Hélène Fargues, 01/04/2012
Un an après la mort de 63 migrants en Méditerranée, le Conseil de l’Europe révèle les graves défaillances de l’Otan et de ses États membres.
Quels sont les faits dénoncés ?
Le 26 mars 2011, alors que la guerre fait rage en Libye, 72 migrants quittent Tripoli pour l’Europe, à bord d’un pneumatique. Quinze jours plus tard, l’embarcation échoue sur les côtes libyennes avec seulement 9 survivants. Un an après, le Conseil de l’Europe publie les résultats d’une enquête longue de neuf mois, Vies perdues en Méditerranée, qui est responsable ?
Dans un secteur que l’Otan « avait déclaré zone militaire sous son contrôle », rappelle ce rapport, et malgré les messages envoyés à tous les navires de la zone, les appels des migrants sont restés sans réponse. Dans les heures suivant le premier signal de détresse, un hélicoptère militaire a pourtant survolé le bateau, lui a fourni de l’eau et de la nourriture, mais il n’est pas revenu, malgré la promesse faite aux passagers. Ces derniers ont tenté d’attirer l’attention de deux bateaux de pêche et d’un bâtiment de guerre, en vain.
Quelles seront les suites judiciaires ?
Les survivants demandent justice. « Ils savaient qu’on avait besoin d’aide et n’ont rien fait. Ils doivent se confronter à la justice », a confié Abu Kurke Kebato, 24 ans, éthiopien, au quotidien britannique The Guardian. Une première plainte devrait être déposée « contre l’armée française » auprès du « procureur du tribunal de grande instance de Paris durant la première quinzaine d’avril », indique à La Croix Stéphane Maugendre, avocat et président du Groupe français d’information et de soutien des travailleurs immigrés (Gisti).
« Nous savons qu’un hélicoptère de l’armée française a pris une photo du bateau. Avec27 navires engagés dans cette zone, l’armée française ne pouvait ignorer la détresse de ces gens, explique-t-il. C’est un cas de non-assistance à personne en danger. » Alors qu’une procédure est en cours en Italie, des plaintes similaires devraient être déposées dans d’autres pays européens.

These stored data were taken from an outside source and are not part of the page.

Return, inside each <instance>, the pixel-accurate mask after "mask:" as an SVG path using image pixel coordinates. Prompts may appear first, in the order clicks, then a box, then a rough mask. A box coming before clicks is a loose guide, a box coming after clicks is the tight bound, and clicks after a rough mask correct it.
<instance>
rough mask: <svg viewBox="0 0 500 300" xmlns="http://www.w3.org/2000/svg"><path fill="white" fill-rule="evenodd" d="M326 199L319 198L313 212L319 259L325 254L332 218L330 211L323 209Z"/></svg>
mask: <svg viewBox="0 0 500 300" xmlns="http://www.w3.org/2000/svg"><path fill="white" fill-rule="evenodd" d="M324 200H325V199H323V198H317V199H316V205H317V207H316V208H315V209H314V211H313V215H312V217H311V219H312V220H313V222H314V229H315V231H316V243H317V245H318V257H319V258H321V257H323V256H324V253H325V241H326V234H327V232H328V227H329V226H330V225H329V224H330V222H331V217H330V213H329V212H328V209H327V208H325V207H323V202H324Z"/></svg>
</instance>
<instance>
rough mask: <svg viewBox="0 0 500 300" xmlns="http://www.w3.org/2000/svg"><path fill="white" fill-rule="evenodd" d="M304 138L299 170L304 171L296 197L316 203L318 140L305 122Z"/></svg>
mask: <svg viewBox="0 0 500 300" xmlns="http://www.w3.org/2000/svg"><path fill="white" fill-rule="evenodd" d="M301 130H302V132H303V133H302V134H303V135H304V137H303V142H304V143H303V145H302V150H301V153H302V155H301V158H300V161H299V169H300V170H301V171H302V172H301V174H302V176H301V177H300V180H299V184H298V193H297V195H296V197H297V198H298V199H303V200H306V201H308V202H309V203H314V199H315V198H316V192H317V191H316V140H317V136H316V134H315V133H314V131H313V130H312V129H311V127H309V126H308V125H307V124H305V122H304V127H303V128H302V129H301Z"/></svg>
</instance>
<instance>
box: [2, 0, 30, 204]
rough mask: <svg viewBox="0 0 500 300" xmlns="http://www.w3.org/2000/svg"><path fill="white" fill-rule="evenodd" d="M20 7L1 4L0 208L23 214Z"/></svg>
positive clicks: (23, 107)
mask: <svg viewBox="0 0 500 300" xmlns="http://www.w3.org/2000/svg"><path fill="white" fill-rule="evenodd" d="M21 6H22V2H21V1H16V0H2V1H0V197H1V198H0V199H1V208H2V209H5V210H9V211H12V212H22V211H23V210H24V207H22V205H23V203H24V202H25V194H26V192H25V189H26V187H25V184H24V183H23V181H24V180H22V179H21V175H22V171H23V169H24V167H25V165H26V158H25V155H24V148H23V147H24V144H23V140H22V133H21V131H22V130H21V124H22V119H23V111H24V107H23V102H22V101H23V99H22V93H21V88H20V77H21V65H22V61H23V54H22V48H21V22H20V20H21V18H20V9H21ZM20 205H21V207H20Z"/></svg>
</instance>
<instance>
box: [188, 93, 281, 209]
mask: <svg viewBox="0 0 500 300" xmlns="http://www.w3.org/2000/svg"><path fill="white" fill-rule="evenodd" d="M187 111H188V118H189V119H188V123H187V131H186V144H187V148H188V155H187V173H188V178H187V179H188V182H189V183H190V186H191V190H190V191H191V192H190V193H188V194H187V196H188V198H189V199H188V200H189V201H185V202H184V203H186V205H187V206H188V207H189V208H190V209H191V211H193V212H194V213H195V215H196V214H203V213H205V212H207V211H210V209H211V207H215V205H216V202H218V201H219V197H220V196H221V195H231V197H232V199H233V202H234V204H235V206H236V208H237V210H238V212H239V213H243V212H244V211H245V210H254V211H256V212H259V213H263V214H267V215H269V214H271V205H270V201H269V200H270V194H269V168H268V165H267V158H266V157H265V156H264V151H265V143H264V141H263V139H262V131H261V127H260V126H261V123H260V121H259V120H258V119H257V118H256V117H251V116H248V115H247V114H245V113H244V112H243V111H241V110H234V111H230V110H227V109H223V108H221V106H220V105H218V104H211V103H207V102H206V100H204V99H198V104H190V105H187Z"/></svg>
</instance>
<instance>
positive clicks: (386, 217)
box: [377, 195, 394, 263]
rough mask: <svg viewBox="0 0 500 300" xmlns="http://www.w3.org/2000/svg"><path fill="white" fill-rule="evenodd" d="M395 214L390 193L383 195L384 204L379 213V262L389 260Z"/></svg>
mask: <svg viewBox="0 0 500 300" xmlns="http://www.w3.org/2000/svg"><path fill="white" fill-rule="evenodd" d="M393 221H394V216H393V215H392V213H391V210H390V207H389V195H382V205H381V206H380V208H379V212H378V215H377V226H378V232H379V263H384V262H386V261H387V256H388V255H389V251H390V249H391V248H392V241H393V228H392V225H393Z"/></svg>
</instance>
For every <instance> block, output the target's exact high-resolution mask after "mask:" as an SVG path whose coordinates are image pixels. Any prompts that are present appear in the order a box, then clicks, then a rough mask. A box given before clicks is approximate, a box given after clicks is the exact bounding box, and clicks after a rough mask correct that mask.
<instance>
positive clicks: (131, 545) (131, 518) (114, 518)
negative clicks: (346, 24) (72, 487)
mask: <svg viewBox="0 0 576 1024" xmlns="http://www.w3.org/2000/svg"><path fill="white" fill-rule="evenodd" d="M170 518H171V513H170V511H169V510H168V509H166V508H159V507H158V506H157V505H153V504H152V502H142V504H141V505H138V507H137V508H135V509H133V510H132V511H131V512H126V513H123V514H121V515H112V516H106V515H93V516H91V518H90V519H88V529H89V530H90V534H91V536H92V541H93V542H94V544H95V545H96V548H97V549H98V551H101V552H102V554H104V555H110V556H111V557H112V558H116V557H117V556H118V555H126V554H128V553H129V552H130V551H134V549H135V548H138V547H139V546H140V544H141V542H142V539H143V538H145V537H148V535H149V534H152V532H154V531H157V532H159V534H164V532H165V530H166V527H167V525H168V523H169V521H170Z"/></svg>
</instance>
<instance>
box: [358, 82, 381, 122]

Que préconise le Conseil de l’Europe ?
Plus de 1 500 personnes ont perdu la vie en 2011 en tentant de traverser la Méditerranée. Le Conseil de l’Europe le rappelle, en publiant une série de recommandations pour ses États membres. Il demande de « combler l’absence de responsabilité » en mer quand un État est défaillant, de veiller à ce qu’il y ait des « directives claires et explicites » sur ce qu’est la situation de détresse d’un navire et de « s’attaquer aux motifs pour lesquels les navires marchands ne portent pas secours aux bateaux en détresse ». Le principe de responsabilité maritime doit être au cœur des politiques, pour éviter de nouveaux drames cet été, alors que des embarcations de migrants repartent déjà vers les côtes européennes.